Autocomplete: Overhaul telemetry and fix various corner cases #412

philipp-spiess · 2023-07-27T11:44:38Z

Closes #178

This PR fixes a bunch of issues with the completions cache that should make it much more easy to understand now (although there are a few corner cases). The analytics code is quite tangled with the implementation right now but I want to get the logic right first before we do some cleanup.

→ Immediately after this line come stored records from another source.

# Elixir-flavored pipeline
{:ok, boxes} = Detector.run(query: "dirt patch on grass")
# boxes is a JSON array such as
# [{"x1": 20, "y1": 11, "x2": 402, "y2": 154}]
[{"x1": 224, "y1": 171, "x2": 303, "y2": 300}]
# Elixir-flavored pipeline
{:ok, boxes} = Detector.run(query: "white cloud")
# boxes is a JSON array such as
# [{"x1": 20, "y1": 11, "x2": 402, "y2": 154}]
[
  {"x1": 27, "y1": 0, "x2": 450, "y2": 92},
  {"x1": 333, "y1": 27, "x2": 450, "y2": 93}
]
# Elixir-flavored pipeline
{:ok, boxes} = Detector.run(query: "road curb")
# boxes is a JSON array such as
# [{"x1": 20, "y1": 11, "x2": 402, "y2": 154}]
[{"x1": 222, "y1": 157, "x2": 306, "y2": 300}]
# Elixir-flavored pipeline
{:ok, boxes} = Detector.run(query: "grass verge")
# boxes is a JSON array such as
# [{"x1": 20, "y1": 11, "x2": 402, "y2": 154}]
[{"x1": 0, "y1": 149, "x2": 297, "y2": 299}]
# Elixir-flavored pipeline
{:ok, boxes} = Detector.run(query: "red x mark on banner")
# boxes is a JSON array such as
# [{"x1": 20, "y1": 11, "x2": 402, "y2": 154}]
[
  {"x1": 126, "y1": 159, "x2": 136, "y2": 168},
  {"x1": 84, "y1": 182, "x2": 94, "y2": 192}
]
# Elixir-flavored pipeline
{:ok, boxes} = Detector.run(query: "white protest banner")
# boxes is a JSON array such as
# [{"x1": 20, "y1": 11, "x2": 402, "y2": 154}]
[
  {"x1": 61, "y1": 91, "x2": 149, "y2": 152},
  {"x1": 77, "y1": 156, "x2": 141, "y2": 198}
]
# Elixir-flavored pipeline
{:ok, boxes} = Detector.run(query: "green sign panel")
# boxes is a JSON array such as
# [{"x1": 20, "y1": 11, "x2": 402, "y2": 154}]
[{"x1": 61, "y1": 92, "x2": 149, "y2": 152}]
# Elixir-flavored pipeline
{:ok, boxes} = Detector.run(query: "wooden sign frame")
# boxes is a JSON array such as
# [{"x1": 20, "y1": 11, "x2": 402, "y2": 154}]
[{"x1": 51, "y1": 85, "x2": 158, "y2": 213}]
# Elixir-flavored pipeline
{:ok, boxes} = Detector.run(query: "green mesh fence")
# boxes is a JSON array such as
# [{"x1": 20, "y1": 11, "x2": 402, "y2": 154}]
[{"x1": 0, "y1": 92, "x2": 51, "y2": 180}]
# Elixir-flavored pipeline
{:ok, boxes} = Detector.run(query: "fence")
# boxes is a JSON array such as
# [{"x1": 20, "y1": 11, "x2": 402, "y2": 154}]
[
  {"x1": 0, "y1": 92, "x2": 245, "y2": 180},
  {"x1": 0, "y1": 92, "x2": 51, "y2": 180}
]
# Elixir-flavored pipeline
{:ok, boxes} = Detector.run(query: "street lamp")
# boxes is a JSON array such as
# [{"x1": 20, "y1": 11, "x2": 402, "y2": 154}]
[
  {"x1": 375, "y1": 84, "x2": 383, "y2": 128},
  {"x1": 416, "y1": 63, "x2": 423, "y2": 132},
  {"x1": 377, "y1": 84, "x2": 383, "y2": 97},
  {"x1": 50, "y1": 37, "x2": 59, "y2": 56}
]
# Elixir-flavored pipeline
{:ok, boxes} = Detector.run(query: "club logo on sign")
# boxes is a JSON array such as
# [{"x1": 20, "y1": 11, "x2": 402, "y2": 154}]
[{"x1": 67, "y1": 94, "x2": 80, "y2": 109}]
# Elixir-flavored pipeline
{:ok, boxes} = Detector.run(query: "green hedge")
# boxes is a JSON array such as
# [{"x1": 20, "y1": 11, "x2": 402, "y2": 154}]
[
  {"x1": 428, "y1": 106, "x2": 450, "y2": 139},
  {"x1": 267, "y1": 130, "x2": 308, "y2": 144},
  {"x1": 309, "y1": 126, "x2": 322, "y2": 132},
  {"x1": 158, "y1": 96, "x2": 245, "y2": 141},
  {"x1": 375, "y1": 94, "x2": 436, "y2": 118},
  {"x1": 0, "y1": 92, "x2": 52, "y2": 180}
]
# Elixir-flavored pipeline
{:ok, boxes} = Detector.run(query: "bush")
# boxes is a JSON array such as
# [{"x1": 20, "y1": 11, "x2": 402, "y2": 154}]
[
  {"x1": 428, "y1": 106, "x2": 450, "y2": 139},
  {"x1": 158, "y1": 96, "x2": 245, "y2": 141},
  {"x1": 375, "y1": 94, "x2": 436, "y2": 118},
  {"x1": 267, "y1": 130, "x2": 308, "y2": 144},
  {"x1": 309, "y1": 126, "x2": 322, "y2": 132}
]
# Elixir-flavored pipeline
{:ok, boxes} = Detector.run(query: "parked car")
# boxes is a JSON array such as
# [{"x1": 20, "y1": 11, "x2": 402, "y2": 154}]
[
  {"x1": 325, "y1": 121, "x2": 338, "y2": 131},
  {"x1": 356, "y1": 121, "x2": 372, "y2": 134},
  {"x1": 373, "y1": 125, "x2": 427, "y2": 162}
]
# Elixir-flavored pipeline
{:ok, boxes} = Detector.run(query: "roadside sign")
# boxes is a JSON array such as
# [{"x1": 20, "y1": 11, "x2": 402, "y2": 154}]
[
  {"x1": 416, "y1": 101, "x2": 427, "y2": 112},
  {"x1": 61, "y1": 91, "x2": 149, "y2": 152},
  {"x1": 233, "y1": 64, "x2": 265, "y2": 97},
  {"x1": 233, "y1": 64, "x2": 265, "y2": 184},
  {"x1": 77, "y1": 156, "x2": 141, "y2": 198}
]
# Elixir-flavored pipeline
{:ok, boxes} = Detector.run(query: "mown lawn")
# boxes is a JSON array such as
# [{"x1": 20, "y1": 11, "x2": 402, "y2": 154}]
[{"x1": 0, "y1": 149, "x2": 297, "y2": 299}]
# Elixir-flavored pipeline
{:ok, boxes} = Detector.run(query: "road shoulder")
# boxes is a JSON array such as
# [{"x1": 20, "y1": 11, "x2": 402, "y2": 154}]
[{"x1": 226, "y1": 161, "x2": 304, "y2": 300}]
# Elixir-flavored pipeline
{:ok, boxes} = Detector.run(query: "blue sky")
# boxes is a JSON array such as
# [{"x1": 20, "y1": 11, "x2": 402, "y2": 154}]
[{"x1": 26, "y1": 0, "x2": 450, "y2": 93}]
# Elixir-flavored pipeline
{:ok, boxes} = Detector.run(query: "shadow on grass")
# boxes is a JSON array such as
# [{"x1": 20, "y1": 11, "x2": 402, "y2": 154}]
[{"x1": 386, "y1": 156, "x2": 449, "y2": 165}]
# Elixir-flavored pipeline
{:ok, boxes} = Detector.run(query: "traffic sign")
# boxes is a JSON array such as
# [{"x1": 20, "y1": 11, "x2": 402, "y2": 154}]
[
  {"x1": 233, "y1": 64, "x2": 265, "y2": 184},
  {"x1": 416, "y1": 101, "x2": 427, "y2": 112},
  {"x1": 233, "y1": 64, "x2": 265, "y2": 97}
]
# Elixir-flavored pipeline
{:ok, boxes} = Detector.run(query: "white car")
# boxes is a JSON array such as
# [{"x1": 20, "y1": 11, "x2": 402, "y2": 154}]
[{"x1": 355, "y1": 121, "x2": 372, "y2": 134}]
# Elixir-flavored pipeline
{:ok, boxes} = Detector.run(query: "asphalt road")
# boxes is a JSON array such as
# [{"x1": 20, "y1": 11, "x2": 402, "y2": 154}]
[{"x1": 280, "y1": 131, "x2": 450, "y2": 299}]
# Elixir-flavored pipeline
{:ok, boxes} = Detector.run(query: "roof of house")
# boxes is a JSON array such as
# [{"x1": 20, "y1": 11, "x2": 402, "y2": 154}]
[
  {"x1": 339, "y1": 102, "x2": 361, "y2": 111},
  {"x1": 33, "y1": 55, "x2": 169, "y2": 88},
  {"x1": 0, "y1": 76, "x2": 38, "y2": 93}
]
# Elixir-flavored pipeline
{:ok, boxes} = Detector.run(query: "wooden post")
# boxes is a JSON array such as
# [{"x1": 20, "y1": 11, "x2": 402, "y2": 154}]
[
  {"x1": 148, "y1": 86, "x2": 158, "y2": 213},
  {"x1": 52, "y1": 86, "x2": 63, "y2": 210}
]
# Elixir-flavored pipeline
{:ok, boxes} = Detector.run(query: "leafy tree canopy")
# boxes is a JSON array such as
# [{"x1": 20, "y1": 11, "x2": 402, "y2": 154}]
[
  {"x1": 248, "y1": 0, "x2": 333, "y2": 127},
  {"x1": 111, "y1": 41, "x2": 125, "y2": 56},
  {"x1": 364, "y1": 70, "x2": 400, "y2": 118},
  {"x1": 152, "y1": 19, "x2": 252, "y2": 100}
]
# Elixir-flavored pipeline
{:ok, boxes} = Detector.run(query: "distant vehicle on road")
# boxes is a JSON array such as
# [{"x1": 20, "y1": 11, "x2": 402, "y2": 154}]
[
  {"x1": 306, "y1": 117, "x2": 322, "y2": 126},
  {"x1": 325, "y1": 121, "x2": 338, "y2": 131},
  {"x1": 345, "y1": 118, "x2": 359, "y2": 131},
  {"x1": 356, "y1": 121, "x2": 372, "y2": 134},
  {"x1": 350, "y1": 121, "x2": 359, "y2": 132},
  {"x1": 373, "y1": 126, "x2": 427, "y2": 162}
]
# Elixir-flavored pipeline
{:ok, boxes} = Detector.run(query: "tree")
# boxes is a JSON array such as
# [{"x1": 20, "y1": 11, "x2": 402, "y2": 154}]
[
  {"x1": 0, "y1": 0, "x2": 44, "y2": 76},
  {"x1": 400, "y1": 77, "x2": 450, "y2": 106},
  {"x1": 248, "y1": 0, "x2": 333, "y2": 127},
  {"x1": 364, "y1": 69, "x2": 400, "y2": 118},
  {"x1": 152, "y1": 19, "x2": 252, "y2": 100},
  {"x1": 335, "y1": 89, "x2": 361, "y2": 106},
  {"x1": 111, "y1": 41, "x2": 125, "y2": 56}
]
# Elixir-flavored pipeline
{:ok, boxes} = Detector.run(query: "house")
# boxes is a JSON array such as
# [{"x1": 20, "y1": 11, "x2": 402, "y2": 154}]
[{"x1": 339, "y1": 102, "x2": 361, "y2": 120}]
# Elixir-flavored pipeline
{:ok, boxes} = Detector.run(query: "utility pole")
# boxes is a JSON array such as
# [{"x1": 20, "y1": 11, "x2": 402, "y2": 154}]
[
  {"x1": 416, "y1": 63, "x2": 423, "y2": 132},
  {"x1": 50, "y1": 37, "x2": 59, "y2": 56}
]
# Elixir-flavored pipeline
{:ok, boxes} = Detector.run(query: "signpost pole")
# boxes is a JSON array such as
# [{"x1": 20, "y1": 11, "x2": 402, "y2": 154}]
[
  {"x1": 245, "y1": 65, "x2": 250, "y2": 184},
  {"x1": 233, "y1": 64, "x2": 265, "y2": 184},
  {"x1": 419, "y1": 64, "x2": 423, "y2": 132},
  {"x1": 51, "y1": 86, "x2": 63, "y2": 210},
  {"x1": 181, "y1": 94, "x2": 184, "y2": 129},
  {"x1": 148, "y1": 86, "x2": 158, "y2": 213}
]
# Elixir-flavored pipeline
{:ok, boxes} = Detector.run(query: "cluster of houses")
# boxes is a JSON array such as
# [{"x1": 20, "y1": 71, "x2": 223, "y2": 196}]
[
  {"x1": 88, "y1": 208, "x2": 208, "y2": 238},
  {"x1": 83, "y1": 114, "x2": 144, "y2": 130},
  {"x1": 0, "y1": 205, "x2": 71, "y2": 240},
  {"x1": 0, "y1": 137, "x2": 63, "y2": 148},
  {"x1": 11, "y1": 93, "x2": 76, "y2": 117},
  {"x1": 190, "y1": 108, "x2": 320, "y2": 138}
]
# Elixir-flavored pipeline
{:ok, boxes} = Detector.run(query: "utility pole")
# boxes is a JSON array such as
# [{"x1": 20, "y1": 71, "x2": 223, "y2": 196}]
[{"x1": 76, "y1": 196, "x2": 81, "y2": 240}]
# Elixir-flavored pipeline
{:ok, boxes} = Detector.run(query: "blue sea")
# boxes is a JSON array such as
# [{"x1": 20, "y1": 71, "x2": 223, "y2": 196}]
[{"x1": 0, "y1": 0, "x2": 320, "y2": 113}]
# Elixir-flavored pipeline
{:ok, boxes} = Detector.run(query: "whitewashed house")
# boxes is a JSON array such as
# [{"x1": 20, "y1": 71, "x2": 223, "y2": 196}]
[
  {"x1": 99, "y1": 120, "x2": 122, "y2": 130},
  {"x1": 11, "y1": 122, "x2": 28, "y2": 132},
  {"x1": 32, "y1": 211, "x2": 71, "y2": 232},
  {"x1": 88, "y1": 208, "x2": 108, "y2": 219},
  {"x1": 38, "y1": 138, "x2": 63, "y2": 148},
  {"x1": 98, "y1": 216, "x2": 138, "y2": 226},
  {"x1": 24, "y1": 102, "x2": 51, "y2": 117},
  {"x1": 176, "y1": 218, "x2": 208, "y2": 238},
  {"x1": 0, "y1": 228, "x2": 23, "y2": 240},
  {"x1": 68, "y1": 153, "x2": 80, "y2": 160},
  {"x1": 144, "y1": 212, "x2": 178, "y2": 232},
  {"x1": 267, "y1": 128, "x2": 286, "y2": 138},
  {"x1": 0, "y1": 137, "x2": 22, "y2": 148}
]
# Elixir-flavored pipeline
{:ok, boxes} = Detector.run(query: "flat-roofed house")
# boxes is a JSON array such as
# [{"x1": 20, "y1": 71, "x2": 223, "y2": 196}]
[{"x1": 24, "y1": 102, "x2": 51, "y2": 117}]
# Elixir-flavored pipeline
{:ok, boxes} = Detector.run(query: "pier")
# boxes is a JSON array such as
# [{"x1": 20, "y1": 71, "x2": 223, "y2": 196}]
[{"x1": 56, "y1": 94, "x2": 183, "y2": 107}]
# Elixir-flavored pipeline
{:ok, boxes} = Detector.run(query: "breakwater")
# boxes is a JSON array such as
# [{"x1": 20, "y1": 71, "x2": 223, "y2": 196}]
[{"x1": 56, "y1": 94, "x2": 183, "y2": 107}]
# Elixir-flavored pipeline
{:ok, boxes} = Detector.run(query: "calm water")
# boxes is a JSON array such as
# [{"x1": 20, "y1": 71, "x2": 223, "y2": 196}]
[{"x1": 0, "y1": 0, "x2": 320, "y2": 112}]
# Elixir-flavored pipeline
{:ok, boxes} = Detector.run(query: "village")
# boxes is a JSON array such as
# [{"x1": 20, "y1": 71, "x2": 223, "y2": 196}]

Conceptually, the big thing that has changed is that we now always create a new completion entry for new completion requests. The only exception to that is if the cache would resolve to the very same completion that was already displayed. This special case is necessary to not send too many completion requests if we forward-type a completion like so:

Screen.Recording.2023-07-27.at.13.40.19.mov

There are a bunch of other small fixes that I noticed were necessary that I’m going to explain inline.

Test plan

Open the Output tabs and start playing with completions while keeping track of how the console looks.
We'll have to see how big the difference is in our metrics after pushing this to prod.

…etry

philipp-spiess · 2023-07-27T11:47:00Z

vscode/src/completions/index.ts

@@ -160,15 +160,13 @@ export class CodyCompletionItemProvider implements vscode.InlineCompletionItemPr
            this.abortOpenCompletions = () => abortController.abort()
        }

-        CompletionLogger.clear()


Clearing the completion logger will flush all "open" completions, potentially logging completions that are being visible. This is used to measure for how long completions are necessary and thus we want to delay it as long as possible so we can get the most accurate timing.

Previously, every new completion request would immediately flush the queue. Now, however, a cache hit that matches the properties that I outlined in the PR description and is this "completed forward" won't, so we'll have a more accurate number of how long such completions are visible.

philipp-spiess · 2023-07-27T11:47:40Z

vscode/src/completions/index.ts

@@ -452,3 +512,8 @@ function createTracerForInvocation(tracer: ProvideInlineCompletionItemsTracer):
        tracer(data)
    }
 }
+
+function emptyCompletions(): vscode.InlineCompletionList {
+    CompletionLogger.clear()


Whenever we early return, we want to flush the completions queue. This conceptually makes sense because if we return an empty array at any point, it means no completions form us are visible anymore anyways.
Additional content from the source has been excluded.